While immigrants are employed in many sectors, certain fields rely more on immigrant labor. This means that stricter immigration policies have a huge effect in certain areas.

Reducing immigration was a political goal of the Trump White House, and the administration issued several policies toward that goal from 2017 through 2021, including visa freezes. The administration has also taken several tough stances toward undocumented immigrants, issuing executive orders for a wall along the southern border, deploying additional Border Patrol agents, and instituting the Migrant Protection Protocols, which required asylum seekers to remain in Mexico while awaiting the hearings.

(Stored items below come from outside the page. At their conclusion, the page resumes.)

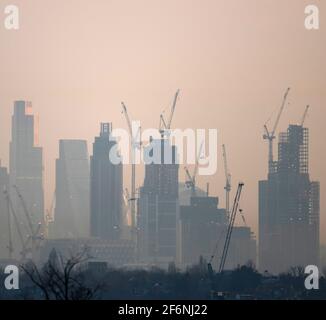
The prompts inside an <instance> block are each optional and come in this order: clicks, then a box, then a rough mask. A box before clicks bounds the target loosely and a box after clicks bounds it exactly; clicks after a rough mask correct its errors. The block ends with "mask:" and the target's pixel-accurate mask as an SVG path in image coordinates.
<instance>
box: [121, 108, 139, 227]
mask: <svg viewBox="0 0 326 320" xmlns="http://www.w3.org/2000/svg"><path fill="white" fill-rule="evenodd" d="M121 105H122V113H123V114H124V116H125V118H126V122H127V125H128V130H129V135H130V140H131V157H132V160H131V198H130V199H129V201H131V204H130V211H131V227H132V229H133V230H135V228H136V203H135V201H136V161H135V149H136V148H137V147H139V148H140V144H139V146H138V144H137V142H136V141H135V140H136V137H134V136H133V131H132V125H131V121H130V118H129V114H128V110H127V107H126V105H125V104H124V103H123V102H121ZM139 130H140V128H139Z"/></svg>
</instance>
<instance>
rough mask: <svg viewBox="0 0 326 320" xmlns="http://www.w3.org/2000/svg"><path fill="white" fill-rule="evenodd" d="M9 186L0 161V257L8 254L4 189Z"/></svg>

The number of new immigrant workers entering the construction industry fell by a third in 2017, Donald Trump’s first year in office, the first such decline in six years. And more than 2 million fewer immigrants than expected entered the workforce from March 2020 through the end of 2021, according to estimates by researchers Giovanni Peri and Reem Zaiour of the University of California, Davis.

Many builders said the job tension that began in 2017 has persisted.

“As I sit here, there are two projects that are stalled yesterday and today because there aren’t enough [workers] for crews to send guys there,” said Joshua Correa, a Dallas homebuilder. “Since it was a long time ago, we didn’t have to wait: you’d call and they’d say, ‘We’ll be there tomorrow.’ Now it’s a month or six weeks.»

If foreign-born workers aren’t available, experts say there aren’t enough US-born workers to fill the void.

«These [immigrant] workers are not replaceable,” said Michael Clemens, an economics professor at George Mason University. Clemens has studied the effect of immigrant labor on the labor force and his findings refute the argument that immigrants take jobs that would otherwise be filled by US-born workers. Instead, Clemens found no decline in hiring comparable US workersand, on average, companies that cannot access low-skilled immigrant labor cut profits by 17%.

“Even when employers find some [U.S.-born workers] to fill these positions, they find that there is extremely high turnover in them,” Clemens said.

Immigrants, Clemens said, offer the kind of job opening construction employers need to plan for business in the medium to long term.

For consumers, that shortage of workers means higher prices. House prices, though slightly below their summer 2022 highs, are still above pre-pandemic levels. And with the housing inventory in March 2023 hanging around 560,000 units available: about half of pre-pandemic numbers — experts do not expect any immediate improvement.

“I had to raise prices by $75,000 on all of our standard construction,” Correa said, citing the need to compete with neighboring companies for workers. «If nothing changes, this will only get worse.»